Red had recently been demoted from favorite color.
Amanda retrieved a resistance band and instructed him in the painful art of flexing, pushing, and generally wearing out any muscle and/or tendon in his leg not recently stitched back into place. It hurt. It always hurt. Mal pushed through the pain as he always did, letting the counts float through his head. He lost track now and again as his thoughts tore free of stinging reality to pass back over Christmas Day—which, in retrospect, might have been his most depressing performance yet. He shouldn’t have had that much to drink. His whole family seemed to think he was ready to call it quits.
Just a couple of broken legs. That was all.
Amanda tugged the band from his fingers. “Okay, now let’s do some leg lifts.” Her cool hands slid beneath his calf to add support as he corralled his thigh muscles and instructed them to lift.

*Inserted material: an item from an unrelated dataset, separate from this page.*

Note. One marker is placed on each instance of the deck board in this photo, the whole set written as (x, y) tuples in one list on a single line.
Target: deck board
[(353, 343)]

Again, his thoughts wandered. This time to the discussion about Brian. He could picture the guy being an ass to his brother. Brian seemed the type. Recommending an incompetent tradesman was a dick move, though, and didn’t seem to fit what he knew of Brian. Reputation would be important to a guy like him.

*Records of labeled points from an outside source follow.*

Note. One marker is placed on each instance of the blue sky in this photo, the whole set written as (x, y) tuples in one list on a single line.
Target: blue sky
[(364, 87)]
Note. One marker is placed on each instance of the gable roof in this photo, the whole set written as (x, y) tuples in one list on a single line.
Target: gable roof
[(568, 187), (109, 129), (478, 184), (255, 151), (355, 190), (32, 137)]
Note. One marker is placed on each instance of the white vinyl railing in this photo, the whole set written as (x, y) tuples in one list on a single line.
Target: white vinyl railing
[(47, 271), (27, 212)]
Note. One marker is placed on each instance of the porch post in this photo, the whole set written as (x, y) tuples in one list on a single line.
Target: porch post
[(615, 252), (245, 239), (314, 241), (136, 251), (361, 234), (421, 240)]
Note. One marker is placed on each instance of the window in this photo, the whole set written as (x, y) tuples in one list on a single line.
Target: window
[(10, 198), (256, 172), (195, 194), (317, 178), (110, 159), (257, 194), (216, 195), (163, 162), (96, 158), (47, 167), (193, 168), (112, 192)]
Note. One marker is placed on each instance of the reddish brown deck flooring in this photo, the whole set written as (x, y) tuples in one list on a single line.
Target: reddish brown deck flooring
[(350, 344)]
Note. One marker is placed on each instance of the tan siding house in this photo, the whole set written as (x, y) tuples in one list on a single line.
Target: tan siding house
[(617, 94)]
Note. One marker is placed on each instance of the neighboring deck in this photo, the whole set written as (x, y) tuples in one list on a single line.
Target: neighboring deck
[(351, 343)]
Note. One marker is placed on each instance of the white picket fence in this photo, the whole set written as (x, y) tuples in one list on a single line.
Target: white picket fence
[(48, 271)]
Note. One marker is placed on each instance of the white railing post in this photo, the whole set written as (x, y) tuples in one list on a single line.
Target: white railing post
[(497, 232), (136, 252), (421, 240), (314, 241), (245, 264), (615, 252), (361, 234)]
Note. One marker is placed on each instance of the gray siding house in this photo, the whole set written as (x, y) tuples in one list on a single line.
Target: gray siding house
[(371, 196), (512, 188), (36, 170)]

“Can you go a little higher?” Amanda asked.
Grunting, Mal lifted his leg a little higher. A burning sensation traveled along the back of his leg, and when he considered the effort it took to swing this foot in front of the other one, he wanted to cry.
“Okay, let’s turn you out sideways.”
Mal hated this exercise. After turning so that both legs dangled over the edge of the table, he had to tuck his “good” leg under the bad one and lift both. He always imagined slipping off the table, his new ligament tearing before it had a chance to become his replacement ACL. The idea of having to endure surgery all over again made his stomach clench. Maybe not ever being able to walk p
roperly? His vision started to swim.
“You doing okay, hon?”
No, he wasn’t. Gritting his teeth, Mal forced a smile. “Just . . . sore. I nearly fell on Christmas Day.” He didn’t mention how much it had cost him to stay upright, even without his brother’s steady arm. How his knee had throbbed since, and the strain in his shoulder.
“I wish you’d said something when you first came in. That’s probably why the joint is so swollen. How’s your pain?” Her neat eyebrows scrunched toward the middle of her forehead as she studied the laptop again. “What have you been taking?”
“Advil.”
“Mm-hmm.” She nodded. “How many times a day?”
“Ah . . . only at night.”
She shook her head. “Maybe try taking one right before PT. And with the swelling you have, definitely every day. The pain doesn’t make you stronger, Mal.”
Don’t I know it.
“Listen, I know it’s hard to find that balance between using your knee and allowing it to heal, but you really need to watch that you’re not doing too much. It could set you back. When’s your next appointment with your surgeon?”
And on it went. Same routine, different day. The hope he would make a full recovery clashing against the warning he might not. Admonishment and sympathy. And beneath it all, the cold and slimy fear that this was it. That this was as good as it got.
Then it was time for the only part of physical therapy he could say he enjoyed: the cold compress. Leaning into the upraised back of the work table, Mal reached for his phone, then decided to close his eyes instead. He was too tired to surf all the happy-happy-joy-joy of Facebook. Amanda arranged the icy cuff around his knee, activated it, and thankfully left him in peace.
Mal drifted more than wandered, not letting his thoughts snag anywhere for too long—though Brian continued to feature now and again. He wasn’t sure why, beyond the fact that the guy was good-looking, charming, and not his usual type. He allowed the beginning of a fantasy, the same old one, where he’d followed Brian home. Where hope had triumphed over fear—until the question of what to do with his crutches poked a hole in his daydream. Depression wallowed in, thick and heavy.